G2211 Update

As of January 1, 2024, the Centers for Medicare & Medicaid Services (CMS) has implemented a new HCPSC add-on code, G2211.  This is in addition to office and outpatient Evaluation and Management Services (E/M), in an effort to help capture “the inherent complexity of the visit that’s derived from the longitudinal nature of the practitioner and patient relationship.”

At this time, it remains unclear whether other payors will accept this code.  It can be used by any specialty, and can be for new (99202-99205) or established (99211-99215) E/M visits.  This is intended to be used when the clinician is the focal point for all of a patient’s health services needs (eg primary care provider) OR when the clinician is providing (or will be providing) ongoing care for a single, serious condition or complex condition.

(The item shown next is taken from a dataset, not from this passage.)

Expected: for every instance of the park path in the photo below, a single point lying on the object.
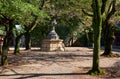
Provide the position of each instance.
(71, 64)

G2211 should not be used when there is an acute, time-limited problem, or if the clinician is not going to develop a longitudinal care relationship with the patient.  In addition, this should only be used with an E/M service, and cannot be used together with a modifier 25.  There is no additional documentation required at this time beyond the necessity of the E/M encounter, though there may be some benefit to documentation that reflects the “inherent complexity of the visit derived from the longitudinal nature of the practitioner-patient relationship”.

To date, there is limited guidance from CMS as to the applicability to orthopaedic patients, though the AAOS will be publishing an article in AAOS Now on the topic.  In the orthopaedic oncology practice, MSTS members may frequently be providing “medical care services that are part of ongoing care related to a patient's single, serious condition or complex condition”.  Osseous metastatic disease management and surveillance following sarcoma excision would appear to fit that guidance.  G2211 has a valuation of 0.33 wRVU, which would equate to about $10.80 in a non-GPCI-adjusted CMS reimbursement.